Love hurts. The deeper the love, the sharper the pain. For love is haunted by absence. All loves are lost to time, distance, darkness. Easier, in a way, not to care.

I write this after a visit with my daughter’s three children, a weekend sleepover, no ceremonial occasion, just a chance to say hi. Ages 11, 8, and 5, how with each visit they grow! They come to know Henry as he comes to know them, leaping somersaults in his joy at their arrival, gazing after them perplexedly as they drive away, straining his leash.

I follow them in my thoughts. I want to hear about their days, their discoveries and events. I want to study the wreathing of their lives.

I can’t get enough of them – or of the other lives I love. And then it comes to me, after a sleep, how soon I must leave them or they me. And that prospect plunges me into a sadness that throbs.

My children taught me love. I was raised not to. Affection was never expressed in my childhood home; passion was weakness. I do not believe my parents were hard-hearted, only well-behaved, according to the prescripts of their tribe. It was weak and perilous to feel, one followed a path; feeling could knock you off course. Many promising careers had been crippled by sentiment. Beware.

I do not think we were so unusual. Love is disruptive, anarchic, tyrannical; a troublemaker, it wrecks plans. Reason loathes loves almost as much as it does individuals. Digits are easier than people to add and subtract.

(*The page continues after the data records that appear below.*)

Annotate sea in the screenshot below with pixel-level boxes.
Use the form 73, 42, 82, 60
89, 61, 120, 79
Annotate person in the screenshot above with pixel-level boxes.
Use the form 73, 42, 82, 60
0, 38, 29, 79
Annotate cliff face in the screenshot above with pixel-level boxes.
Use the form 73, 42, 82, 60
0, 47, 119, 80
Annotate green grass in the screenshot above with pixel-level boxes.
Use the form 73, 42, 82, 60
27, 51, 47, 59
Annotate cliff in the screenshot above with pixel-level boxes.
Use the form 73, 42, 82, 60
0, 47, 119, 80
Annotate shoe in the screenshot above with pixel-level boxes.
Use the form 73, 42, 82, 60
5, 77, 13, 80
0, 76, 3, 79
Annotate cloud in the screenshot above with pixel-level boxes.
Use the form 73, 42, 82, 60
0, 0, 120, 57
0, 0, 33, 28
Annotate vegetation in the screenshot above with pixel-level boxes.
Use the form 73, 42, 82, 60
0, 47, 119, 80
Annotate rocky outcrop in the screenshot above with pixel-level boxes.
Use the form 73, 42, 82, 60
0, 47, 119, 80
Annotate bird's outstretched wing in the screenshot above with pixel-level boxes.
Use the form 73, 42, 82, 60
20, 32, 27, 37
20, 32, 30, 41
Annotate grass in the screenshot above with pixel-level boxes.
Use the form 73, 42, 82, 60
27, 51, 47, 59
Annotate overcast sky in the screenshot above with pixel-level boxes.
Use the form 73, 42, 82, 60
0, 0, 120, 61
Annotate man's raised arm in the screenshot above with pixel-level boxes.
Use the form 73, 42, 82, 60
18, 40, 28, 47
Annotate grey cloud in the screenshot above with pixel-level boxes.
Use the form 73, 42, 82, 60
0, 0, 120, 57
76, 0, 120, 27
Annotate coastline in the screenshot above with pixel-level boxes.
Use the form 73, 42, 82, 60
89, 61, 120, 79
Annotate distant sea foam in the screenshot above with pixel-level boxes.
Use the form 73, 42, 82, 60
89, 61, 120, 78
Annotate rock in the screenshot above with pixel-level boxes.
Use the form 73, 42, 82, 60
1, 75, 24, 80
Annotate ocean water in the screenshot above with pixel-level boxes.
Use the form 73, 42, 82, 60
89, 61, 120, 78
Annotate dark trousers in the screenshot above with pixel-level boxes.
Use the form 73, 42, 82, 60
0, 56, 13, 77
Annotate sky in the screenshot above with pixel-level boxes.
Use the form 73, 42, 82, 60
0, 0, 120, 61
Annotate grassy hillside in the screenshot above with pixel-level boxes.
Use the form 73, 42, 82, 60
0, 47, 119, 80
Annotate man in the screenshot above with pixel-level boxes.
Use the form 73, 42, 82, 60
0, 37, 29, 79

So much easier not to love. My first quarter century I marched through like a scrubbed cadet. I wanted to love, of course, but that was from books and movies. I knew nothing about it, how to get it – or give it. (“Romantic love can very well be represented in the moment, but conjugal love cannot, because an ideal husband is not one who is such once in his life but one who is every day such,” wrote Kierkegaard.)

I was OK without love, I decided. But then I caught it bad – from my kids, my dog, Jane. I fled it – into solitude – it was easier there – only why bother? Love, once you catch it, is the only good reason to be – and won’t rest easy in its room alone.

Retirement gave me more time to love, which deepened love and its hurt. Love is not a problem to think through, but a tide that sucks you deeper and deeper. The more you love, the more you need to, the less reasonable you become or tolerant of interference. I understood better why my parents had never shown love or urged it. The trouble it makes!

Love watches the clock. Every minute that ticks past brings us a minute closer to parting – while my supply of minutes dwindles!

A newcomer to love (and slow learner), I only began to get the hang of it as my hair turned gray. As with many later-in-life converts, my exuberance extolled my discovery till hearers begged mercy: “Enough about love already, this news is not new.”

Love saved me, I’m sure of that, but from what? From its absence. Love lights the world like the bulb inside my boyhood’s National Geographic desk globe (the metaphor dogs me), so the world glows. It’s the same earth with the bulb turned on or off, the same oceans and continents and imposed divides, but somehow only lit does the world invite living in.

It feels good to hurt, the deeper the better.